December 27, 2018 / 2:37 AM / 6 months ago

China's industrial profits suffer first drop in three years, piles pressure on economy

BEIJING (Reuters) - Earnings at China’s industrial firms in November dropped for the first time in nearly three years, as slackening external and domestic demand left businesses facing more strain in 2019 in a sign of rising risks to the world’s second-largest economy.

FILE PHOTO: An employee works at a carbon fibre production line inside a factory in Lianyungang, Jiangsu province, China October 27, 2018. REUTERS/Stringer

The gloomy data points to a further loss of economic momentum as a trade dispute with the United States piles pressure on China’s vast manufacturing sector and as firms, bracing for a tough year ahead, shelve their investment plans, executives say.

Industrial profits fell 1.8 percent in November from a year earlier to 594.8 billion yuan (68.2 billion pounds), the National Bureau of Statistics (NBS) said on its website on Thursday. It marked the first decline since December 2015.

The fall in profits largely reflected slowing growth in sales and producer prices as well as rising costs, He Ping of the statistics bureau said in a statement accompanying the data.

Economists expect earnings to continue to worsen next year, weighed down by smaller gains in industrial prices due to cooling demand, with some even warning of the risk of deflation.

“Soft economic indicators such as producer prices, industrial output and orders all point to further pressure on corporate profitability,” said Nie Wen, a Shanghai-based analyst at Hwabao Trust, adding that firms’ revenues have been hit by shrinking demand.

“Industrial profits next year might very well post a 5-10 percent decline on average.”

In November, China’s factory price growth slowed to the weakest pace in two years as domestic demand lost further momentum.

“Survival is paramount for us (next year) – we will be more cautious with our investments,” Jiang Ming, chairman of Henan-based Tianming Group that has businesses in healthcare, construction and finance, told Reuters.

“We also need to maintain better cashflows and save our ammunition to prepare for the tight, tough and difficult days ahead.”

China’s economy expanded at the slowest pace last quarter since the global financial crisis, hit by a years-long deleveraging campaign, cooling property market and a trade dispute with the United States, and is expected to cool further next year.

The growing pressure has prompted the government to roll out a range of measures to juice up demand. In a key annual economic conference held this month the country’s top leaders said they will ratchet up support for the economy in 2019 by cutting taxes and keeping liquidity ample, while promising to push forward trade negotiations with the United States.

At the beginning of this month, U.S. President Donald Trump and his Chinese counterpart Xi Jinping agreed to a 90-day truce delaying a planned U.S. tariff hike on Jan. 1 as they negotiate a trade deal.
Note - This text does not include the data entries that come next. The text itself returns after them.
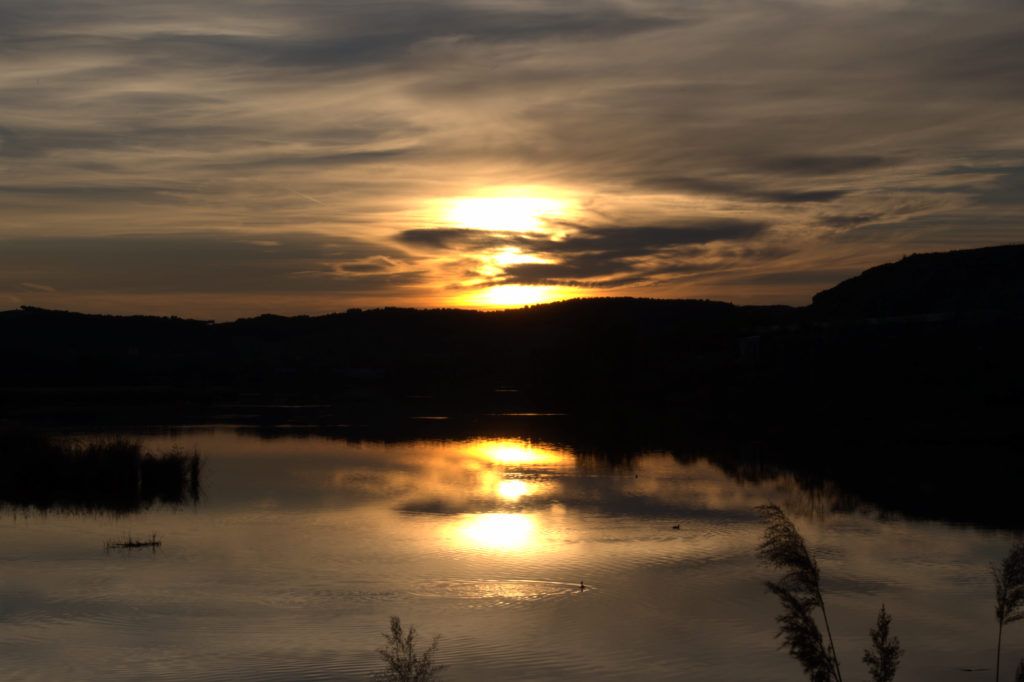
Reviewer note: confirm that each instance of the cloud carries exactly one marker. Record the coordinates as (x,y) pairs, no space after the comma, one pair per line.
(211,262)
(859,131)
(604,257)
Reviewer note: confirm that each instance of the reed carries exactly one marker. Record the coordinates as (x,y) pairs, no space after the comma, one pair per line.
(1009,578)
(800,593)
(132,543)
(108,474)
(884,656)
(403,663)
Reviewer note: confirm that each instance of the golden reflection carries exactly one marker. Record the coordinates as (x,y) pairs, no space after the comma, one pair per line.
(518,453)
(501,533)
(513,488)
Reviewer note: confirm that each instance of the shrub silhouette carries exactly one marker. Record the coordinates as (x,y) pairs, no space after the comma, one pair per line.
(402,662)
(883,658)
(800,592)
(1009,577)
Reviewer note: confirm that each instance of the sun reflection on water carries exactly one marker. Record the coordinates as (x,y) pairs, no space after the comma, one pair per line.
(497,533)
(514,488)
(518,453)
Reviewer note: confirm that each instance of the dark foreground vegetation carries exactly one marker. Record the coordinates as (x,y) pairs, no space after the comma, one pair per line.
(799,592)
(112,475)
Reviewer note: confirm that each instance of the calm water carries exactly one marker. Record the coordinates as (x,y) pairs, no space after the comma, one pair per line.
(303,547)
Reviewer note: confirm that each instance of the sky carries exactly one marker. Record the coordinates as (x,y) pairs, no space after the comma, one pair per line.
(225,159)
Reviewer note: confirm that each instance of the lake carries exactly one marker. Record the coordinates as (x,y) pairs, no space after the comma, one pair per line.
(303,546)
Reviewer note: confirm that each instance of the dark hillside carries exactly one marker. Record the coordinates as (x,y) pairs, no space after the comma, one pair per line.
(980,280)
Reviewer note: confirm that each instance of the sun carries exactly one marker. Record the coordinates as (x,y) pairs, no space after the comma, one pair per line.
(504,213)
(508,208)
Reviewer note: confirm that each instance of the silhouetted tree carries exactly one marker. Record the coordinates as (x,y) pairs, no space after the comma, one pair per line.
(883,659)
(1009,577)
(799,591)
(403,663)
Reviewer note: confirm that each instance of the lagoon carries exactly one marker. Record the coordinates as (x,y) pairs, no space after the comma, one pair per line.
(304,543)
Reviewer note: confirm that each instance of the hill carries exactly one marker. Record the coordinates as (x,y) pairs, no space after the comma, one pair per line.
(979,280)
(929,342)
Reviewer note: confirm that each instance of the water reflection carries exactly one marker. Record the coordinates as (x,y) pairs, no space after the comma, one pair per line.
(513,488)
(517,453)
(494,533)
(304,547)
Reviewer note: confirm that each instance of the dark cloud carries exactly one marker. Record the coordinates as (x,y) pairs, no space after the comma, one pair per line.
(202,263)
(814,166)
(591,257)
(859,130)
(739,189)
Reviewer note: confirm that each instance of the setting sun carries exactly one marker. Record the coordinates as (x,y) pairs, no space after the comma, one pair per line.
(505,213)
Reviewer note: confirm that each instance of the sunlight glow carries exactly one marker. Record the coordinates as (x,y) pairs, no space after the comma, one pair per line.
(518,453)
(505,213)
(512,295)
(505,533)
(513,488)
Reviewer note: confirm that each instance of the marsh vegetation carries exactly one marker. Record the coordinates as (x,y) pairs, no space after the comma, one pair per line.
(112,474)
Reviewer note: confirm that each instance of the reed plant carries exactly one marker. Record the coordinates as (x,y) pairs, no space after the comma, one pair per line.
(402,662)
(799,590)
(883,658)
(1009,578)
(99,474)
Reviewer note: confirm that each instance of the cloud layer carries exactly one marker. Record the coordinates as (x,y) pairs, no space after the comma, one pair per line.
(803,136)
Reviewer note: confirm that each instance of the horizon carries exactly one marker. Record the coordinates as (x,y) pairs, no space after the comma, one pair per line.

Yet there is uncertainty whether the two sides can bridge their differences over a myriad of issues - including trade and intellectual property rights - to reach a durable pact.

MORE BAD NEWS IN 2019

Earnings growth at China’s industrial firms has been cooling since April this year as factory price gains slowed on the back growing strains in the global economy. The bitter trade war with the United States has also pressured overall output and demand in a blow to business investment plans.
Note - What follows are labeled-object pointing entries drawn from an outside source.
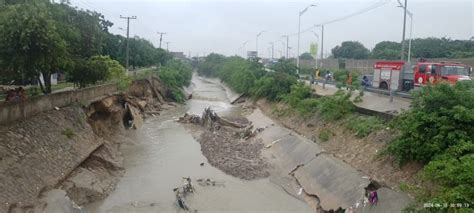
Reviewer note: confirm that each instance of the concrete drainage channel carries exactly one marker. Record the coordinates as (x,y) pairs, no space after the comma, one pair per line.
(328,183)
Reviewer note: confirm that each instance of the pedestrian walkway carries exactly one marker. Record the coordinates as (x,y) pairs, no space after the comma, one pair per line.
(371,101)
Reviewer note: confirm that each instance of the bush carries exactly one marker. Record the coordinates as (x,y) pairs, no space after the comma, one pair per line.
(362,126)
(298,92)
(175,75)
(441,118)
(439,131)
(307,106)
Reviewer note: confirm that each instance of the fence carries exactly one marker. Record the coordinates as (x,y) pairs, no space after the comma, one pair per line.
(11,111)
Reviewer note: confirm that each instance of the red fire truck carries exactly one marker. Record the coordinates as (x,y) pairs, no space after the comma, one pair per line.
(402,76)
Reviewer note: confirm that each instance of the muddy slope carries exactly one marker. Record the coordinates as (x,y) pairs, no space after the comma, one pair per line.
(228,144)
(75,148)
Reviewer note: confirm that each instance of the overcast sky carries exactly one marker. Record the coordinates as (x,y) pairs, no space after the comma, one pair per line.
(203,26)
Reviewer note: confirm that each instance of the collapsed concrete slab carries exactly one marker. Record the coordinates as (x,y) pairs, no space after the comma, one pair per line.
(337,184)
(293,153)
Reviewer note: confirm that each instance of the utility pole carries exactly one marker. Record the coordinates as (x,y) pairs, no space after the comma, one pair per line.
(256,40)
(273,49)
(243,48)
(287,47)
(402,55)
(299,32)
(161,37)
(322,46)
(128,33)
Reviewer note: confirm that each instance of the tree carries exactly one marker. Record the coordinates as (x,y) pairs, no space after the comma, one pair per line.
(351,50)
(306,56)
(93,70)
(30,44)
(438,132)
(387,50)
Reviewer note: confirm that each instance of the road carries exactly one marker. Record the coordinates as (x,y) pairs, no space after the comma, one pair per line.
(371,101)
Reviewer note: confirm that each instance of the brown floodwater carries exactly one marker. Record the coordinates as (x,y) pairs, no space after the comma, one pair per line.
(164,152)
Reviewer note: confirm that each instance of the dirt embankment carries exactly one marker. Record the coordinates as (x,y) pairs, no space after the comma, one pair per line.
(361,153)
(228,144)
(75,148)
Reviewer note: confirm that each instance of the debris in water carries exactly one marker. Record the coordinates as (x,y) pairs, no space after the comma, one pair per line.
(272,143)
(209,182)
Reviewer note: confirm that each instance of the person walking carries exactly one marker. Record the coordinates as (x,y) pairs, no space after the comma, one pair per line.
(349,80)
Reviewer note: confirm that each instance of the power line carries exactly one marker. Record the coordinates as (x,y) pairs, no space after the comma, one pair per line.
(360,12)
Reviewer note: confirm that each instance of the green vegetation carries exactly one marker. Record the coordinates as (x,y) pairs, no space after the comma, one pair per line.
(176,74)
(362,126)
(438,131)
(421,48)
(39,38)
(248,76)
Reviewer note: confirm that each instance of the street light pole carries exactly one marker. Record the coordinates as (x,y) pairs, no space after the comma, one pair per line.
(273,49)
(299,32)
(161,37)
(322,45)
(256,41)
(402,54)
(316,56)
(287,45)
(411,29)
(409,42)
(243,48)
(128,33)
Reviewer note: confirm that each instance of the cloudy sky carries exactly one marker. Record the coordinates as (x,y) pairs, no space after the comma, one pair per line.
(200,27)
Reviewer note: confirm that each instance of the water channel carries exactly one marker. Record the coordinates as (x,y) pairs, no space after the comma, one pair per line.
(164,152)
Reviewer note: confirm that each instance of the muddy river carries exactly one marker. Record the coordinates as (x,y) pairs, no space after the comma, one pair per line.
(164,152)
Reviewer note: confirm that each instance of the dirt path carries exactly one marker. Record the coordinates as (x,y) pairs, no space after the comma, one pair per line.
(362,154)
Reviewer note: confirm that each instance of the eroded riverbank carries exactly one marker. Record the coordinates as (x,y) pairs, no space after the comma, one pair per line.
(164,152)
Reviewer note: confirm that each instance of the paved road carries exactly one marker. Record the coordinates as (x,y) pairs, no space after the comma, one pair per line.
(371,101)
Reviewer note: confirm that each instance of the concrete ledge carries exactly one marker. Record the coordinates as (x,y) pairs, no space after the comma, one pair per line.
(12,111)
(337,184)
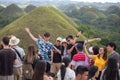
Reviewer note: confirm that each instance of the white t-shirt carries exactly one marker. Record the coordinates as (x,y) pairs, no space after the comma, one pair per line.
(69,75)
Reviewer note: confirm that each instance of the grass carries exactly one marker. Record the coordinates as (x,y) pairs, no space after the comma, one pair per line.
(40,20)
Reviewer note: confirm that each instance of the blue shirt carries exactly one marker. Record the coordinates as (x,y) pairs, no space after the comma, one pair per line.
(45,48)
(22,54)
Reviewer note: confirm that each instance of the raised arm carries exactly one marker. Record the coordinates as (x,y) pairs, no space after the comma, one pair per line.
(30,34)
(71,49)
(86,52)
(94,39)
(77,35)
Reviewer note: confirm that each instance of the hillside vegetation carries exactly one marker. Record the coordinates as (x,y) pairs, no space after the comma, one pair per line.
(40,20)
(9,14)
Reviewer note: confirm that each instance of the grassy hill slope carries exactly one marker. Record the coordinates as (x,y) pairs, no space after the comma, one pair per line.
(40,20)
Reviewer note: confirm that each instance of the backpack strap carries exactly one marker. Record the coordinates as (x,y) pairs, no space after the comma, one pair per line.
(18,54)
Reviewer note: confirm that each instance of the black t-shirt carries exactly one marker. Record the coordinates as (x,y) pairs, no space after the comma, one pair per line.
(57,56)
(74,51)
(7,58)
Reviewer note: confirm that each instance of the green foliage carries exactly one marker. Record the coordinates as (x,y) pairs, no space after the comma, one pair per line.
(9,14)
(40,20)
(29,8)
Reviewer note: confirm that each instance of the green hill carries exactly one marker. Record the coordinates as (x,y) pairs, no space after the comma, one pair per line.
(40,20)
(29,8)
(12,10)
(9,14)
(1,8)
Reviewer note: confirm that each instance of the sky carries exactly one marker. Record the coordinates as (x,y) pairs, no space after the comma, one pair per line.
(98,1)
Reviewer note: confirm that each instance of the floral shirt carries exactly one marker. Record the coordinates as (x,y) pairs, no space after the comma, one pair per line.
(45,48)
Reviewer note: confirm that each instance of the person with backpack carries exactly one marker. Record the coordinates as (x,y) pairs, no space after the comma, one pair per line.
(14,41)
(100,60)
(7,60)
(80,58)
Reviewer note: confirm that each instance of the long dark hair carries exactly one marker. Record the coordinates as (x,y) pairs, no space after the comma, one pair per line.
(31,54)
(92,71)
(112,71)
(39,70)
(65,63)
(105,53)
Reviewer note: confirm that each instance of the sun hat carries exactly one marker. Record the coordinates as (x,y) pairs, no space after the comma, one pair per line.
(14,40)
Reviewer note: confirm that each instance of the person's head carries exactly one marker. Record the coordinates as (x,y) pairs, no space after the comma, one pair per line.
(95,50)
(79,47)
(1,46)
(103,51)
(111,71)
(64,42)
(70,39)
(31,53)
(93,72)
(50,75)
(39,70)
(81,73)
(65,63)
(5,41)
(31,49)
(58,41)
(47,36)
(111,47)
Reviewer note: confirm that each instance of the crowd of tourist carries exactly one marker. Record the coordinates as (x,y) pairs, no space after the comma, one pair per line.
(66,59)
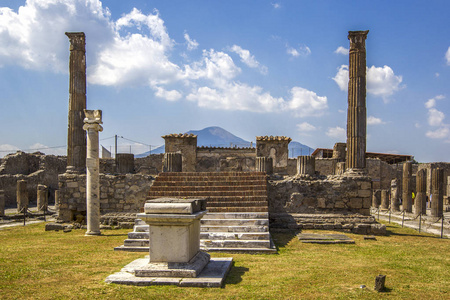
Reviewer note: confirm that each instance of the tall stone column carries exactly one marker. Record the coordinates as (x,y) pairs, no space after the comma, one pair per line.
(420,203)
(437,194)
(76,137)
(356,113)
(395,204)
(406,187)
(22,196)
(92,126)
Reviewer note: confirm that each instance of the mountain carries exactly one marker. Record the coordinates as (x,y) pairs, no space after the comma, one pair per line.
(218,137)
For the first eleven months, profits at industrial firms rose 11.8 percent from the same period a year earlier to 6.1 trillion yuan, slowing from a 13.6 percent increase in January-October. In the same period, earnings growth at state-owned industrial enterprises also cooled.

Upstream sectors such as oil extraction, coal and metal mining still commanded the lion’s share of profit gains in the 11-month period but again their growth softened in November.
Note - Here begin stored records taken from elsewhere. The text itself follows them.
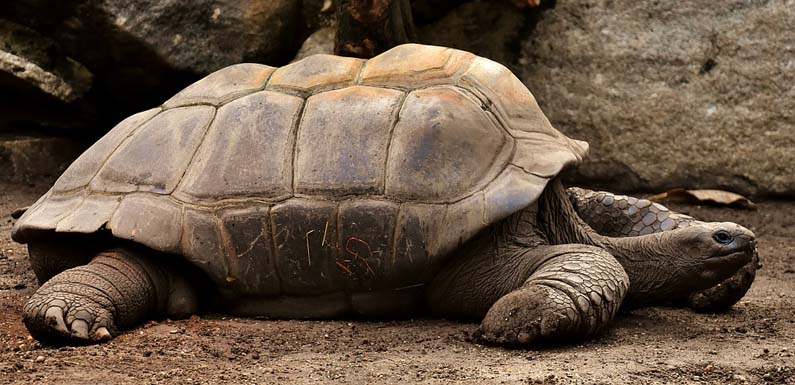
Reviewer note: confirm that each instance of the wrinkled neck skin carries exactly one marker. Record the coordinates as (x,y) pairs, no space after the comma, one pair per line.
(646,259)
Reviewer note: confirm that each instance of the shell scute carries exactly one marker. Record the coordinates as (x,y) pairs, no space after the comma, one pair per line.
(223,85)
(354,126)
(443,147)
(156,157)
(317,72)
(248,149)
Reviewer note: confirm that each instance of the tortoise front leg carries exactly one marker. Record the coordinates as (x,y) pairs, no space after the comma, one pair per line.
(117,290)
(541,294)
(622,216)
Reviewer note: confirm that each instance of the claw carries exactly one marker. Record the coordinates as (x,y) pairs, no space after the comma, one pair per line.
(80,329)
(102,334)
(54,318)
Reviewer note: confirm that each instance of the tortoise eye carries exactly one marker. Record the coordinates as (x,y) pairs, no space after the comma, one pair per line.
(722,237)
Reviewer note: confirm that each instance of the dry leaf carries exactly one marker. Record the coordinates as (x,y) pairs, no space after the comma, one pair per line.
(526,3)
(707,196)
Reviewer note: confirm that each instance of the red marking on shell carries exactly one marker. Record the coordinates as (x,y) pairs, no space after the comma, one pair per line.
(356,254)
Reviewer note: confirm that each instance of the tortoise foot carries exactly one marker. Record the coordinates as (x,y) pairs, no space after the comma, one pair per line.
(65,318)
(522,318)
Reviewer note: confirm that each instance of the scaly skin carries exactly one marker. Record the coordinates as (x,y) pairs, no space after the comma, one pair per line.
(622,216)
(118,289)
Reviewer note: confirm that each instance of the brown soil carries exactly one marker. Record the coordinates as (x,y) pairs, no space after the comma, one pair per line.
(753,343)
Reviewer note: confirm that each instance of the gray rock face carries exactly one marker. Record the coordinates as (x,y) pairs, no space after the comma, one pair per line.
(35,159)
(205,35)
(35,60)
(490,29)
(694,94)
(142,52)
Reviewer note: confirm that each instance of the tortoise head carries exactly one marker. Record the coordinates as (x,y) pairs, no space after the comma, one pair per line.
(666,266)
(714,251)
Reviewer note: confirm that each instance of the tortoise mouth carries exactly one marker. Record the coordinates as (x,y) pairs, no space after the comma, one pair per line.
(740,257)
(745,247)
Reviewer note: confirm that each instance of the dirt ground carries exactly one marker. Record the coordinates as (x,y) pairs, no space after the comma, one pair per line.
(753,343)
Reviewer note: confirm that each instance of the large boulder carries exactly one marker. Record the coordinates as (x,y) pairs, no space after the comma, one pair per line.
(671,93)
(141,52)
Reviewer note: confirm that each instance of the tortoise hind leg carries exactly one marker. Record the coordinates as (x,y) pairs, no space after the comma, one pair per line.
(546,293)
(621,216)
(117,290)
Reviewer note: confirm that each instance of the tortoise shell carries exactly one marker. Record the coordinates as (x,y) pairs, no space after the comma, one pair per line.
(329,174)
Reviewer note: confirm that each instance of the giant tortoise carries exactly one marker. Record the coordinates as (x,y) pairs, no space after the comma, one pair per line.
(421,181)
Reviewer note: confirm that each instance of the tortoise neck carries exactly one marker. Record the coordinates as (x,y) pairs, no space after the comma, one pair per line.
(642,257)
(560,221)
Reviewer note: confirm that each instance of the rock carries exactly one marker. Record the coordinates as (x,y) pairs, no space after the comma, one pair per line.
(671,94)
(319,42)
(486,28)
(36,75)
(36,60)
(201,36)
(142,52)
(28,159)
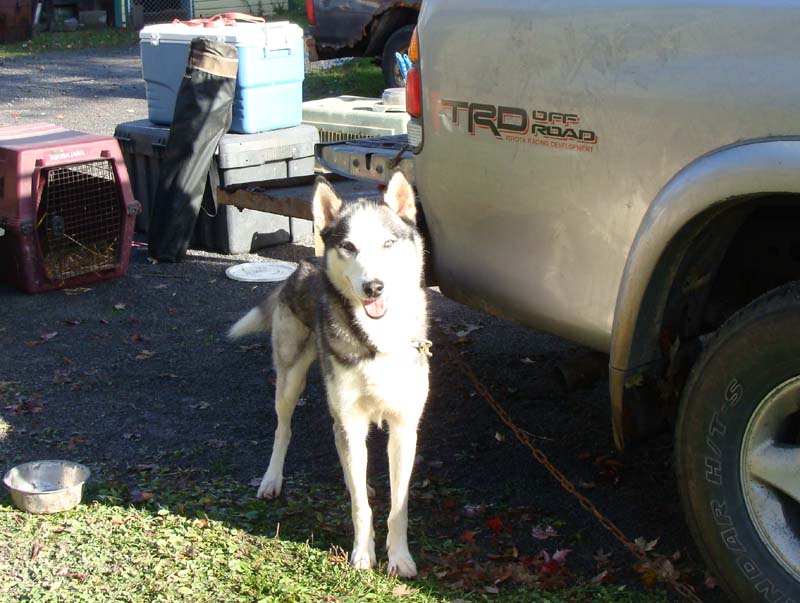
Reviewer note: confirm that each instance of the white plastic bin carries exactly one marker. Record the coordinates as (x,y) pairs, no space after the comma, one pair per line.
(269,85)
(348,117)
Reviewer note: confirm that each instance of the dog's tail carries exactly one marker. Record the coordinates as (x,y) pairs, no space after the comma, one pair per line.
(256,320)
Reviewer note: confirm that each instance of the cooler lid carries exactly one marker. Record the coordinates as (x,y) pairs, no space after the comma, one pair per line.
(280,34)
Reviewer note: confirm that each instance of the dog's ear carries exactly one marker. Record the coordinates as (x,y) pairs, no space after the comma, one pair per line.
(400,197)
(325,205)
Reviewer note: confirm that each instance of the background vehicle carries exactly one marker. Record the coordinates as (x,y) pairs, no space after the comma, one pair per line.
(369,28)
(627,175)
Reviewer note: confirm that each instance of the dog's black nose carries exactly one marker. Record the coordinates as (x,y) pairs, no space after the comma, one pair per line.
(373,289)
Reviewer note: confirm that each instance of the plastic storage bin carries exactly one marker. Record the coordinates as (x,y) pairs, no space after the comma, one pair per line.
(348,117)
(241,158)
(269,84)
(66,206)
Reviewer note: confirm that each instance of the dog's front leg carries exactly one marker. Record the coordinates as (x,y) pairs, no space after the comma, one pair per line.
(402,449)
(352,447)
(291,380)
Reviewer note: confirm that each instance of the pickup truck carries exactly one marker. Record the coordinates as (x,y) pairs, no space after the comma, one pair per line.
(368,28)
(626,174)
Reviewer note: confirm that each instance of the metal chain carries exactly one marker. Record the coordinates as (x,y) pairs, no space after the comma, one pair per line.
(681,588)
Profits for oil and natural gas extraction rose 333 percent in the first eleven months of the year, easing off from a 371 percent jump for January-October.

“The next drag on profits would likely come from upstream sectors where raw material prices have been sliding fast,” Hwabao Trust’s Nie said.

With the arrival of winter, industrial output has taken a hit as the government intensifies a crackdown on pollution to restrict production in smoke-belching factories.

China’s top steelmaking city Tangshan asked steel mills earlier this month to cut extra output during December 9 and 31, which is an additional reduction on top of that ordered during the winter heating season.

All of this pointed to more bad news for businesses next year.

“We expect the downtrend in industrial profit growth to extend into 2019 given weakening domestic demand, the continued credit downcycle and an escalation in the China-US trade conflict,” Nomura analysts said in a note to clients.